Repco – I got my water tanks from them. I only used them as I was in Queenstown and they were delivered for free to my house. You could, of course, get these tanks at Burnsco or Bunnings too.
Related Read: What’s it really like living in a van? Here’s the pros and cons about vanlife.
Cost of Equipment and Self-Contained Certification in NZ
Certificate – This cost me $150 but you can get it much cheaper. I was in Wanaka and there is only one guy who does it there, so he charges what he wants.
Tanks – The tanks were $25 each, so $50 total. ($60 for one 25L tank in 2022)
Vents – $12.50 each, so $25 total. ($13 in 2022)
Pump tap – $60 ($70-$75 in 2022)
Sink – $100, you could get this much cheaper if you find one secondhand. ($80-$250 new in 2022)

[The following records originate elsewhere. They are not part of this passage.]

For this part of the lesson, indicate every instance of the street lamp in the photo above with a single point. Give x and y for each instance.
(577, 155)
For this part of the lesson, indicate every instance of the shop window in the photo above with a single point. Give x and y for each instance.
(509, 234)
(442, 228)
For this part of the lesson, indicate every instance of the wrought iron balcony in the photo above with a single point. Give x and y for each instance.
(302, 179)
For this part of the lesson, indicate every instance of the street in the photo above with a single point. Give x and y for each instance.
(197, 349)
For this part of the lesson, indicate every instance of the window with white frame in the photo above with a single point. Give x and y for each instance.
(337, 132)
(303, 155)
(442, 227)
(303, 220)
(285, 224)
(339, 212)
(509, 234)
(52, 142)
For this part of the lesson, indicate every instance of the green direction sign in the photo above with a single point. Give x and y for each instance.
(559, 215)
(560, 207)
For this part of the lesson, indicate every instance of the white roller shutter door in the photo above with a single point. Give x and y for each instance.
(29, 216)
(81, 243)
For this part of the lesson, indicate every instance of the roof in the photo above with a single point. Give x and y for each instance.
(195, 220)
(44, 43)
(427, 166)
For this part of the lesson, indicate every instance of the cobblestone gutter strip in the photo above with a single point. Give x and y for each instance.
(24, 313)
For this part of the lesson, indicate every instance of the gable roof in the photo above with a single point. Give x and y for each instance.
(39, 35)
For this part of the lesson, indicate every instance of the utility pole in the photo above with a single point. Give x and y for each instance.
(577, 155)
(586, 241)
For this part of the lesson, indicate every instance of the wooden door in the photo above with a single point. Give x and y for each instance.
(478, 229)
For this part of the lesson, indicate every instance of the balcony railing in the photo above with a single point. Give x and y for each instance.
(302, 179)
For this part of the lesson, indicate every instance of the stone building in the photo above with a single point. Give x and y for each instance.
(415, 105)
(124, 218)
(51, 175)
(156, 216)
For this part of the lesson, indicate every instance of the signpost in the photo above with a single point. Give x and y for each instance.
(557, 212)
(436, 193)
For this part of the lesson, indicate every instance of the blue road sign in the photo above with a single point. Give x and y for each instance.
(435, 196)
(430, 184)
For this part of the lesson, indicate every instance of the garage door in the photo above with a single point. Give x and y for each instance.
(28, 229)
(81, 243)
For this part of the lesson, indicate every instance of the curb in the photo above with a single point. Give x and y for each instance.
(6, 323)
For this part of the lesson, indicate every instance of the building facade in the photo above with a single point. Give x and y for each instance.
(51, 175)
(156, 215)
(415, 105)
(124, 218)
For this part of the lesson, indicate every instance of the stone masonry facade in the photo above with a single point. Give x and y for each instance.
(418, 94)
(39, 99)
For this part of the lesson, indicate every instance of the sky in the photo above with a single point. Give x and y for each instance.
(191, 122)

Hose clamps and fittings – $20
Toilet – $40 as I got my second hand. They are around $110 brand new
Rubbish Bin – $6 from Kmart
Tools to remove tanks for dumping – $5. I bought a flat head screwdriver for the hose clamps
Straps to hold tanks in place – $5
Total = $461 (around $520 in 2022)
Keep in mind that fully converting my van costs much more than the price above after adding in the cost of wood, accessories, and extras (such as a second battery.) For a full list of how much converting my van cost, check out my guide to DIY Campervan Conversion!
Thanks for reading!
Getting my van self-contained was a big hassle and my goal for this post is to make it easy for others. If there is something you don’t understand or need help with, just leave a comment below and I’ll help you the best I can.
Let’s be honest, making your own self-contained campervan in NZ is a lot of work! If you decide to rent one instead, check out our guide to campervan rental in NZ to help you decide on what exactly you need!

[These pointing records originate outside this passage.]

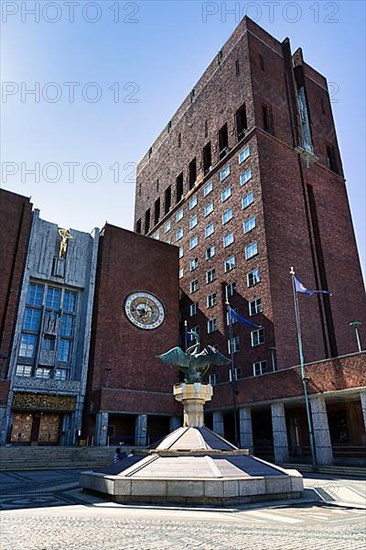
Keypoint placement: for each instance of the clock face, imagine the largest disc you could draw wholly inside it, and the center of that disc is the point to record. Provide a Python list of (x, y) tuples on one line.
[(144, 310)]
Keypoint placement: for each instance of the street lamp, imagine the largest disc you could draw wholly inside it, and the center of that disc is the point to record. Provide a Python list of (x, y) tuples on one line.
[(356, 325)]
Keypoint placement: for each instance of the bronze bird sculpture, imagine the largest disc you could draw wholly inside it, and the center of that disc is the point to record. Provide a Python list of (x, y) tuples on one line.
[(194, 363)]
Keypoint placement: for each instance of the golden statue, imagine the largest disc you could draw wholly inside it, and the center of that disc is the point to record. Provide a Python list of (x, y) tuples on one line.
[(65, 236)]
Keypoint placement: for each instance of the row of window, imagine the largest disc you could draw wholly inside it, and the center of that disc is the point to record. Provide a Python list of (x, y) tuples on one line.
[(259, 368), (224, 173)]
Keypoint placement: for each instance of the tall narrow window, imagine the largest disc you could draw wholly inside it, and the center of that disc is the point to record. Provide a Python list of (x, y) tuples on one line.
[(223, 141), (192, 173), (241, 121), (168, 199), (147, 221), (267, 119), (179, 187), (157, 211), (207, 160)]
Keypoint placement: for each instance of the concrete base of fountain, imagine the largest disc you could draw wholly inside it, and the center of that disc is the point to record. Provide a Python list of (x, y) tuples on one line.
[(194, 466)]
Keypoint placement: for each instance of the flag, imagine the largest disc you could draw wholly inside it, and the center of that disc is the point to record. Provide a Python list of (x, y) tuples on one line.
[(235, 317), (301, 288)]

If you would like more information on building or converting a van into a campervan check out all of our blogs about vanlife! And, if you plan on traveling in New Zealand, we have written a ton of blogs that include useful info on the things to do in NZ including road trip itineraries, the best places to visit, and more below:
10 Tips for Scoring a CHEAP Campervan in New Zealand
Essential Tips for Buying a Campervan in New Zealand
10 Awesome Road Trip Itineraries in New Zealand
Sunday 9th of April 2023
Possible the best explanation about NZ plumbing in a van .. helps me a lot thank you mate , well done
Saturday 27th of August 2022
Cheers man, this is very helpful cleared up a few things for me :)
Tuesday 16th of November 2021
Hi Daniel. Great blog and very helpful thanks. I have a quick question about your mattress. Where did you get it from and would you recommend it? Thanks
Friday 15th of October 2021
Hi there - for the toilet is it 3L per person for 3 days? Looked in their PDF to say 1L per person per day so I'm confused?
Friday 15th of October 2021
Yes, the 3L is for 1 person for 3 days or 1L per person per day (for 3 days). The reason you need 3L is that to be considered self-contained you need to be able to live without services for 3 days straight. So if you are 2 people you need to have 6L in total for the 3 days.
Let me know if you need any more help
Tuesday 1st of December 2020
Thanks for the blog. Am I correct in thinking that the vent pipe for the Grey water is supposed to start at the top of the grey water tank. Rise to a hight above the bottom of the sink then vent outside. In your case the pipe was bent back on its self and went outside via a convenient hole in your step? I think the point is that if the grey water tank is full water will not drain away from the sink, giving you a warning of over full. I'm just gathering the bits to start my conversion.
Wednesday 2nd of December 2020
Yes, that's correct. I do say this is the blog post but I may need to word it better. It says "This hose must travel higher than the waterline of the sink before exiting the vehicle"
My van did originally do that, however, I ended up moving it because it was not needed and that entire process is a lot of overkill for a setup with a hand-pumped sink. To get certified you do need it though.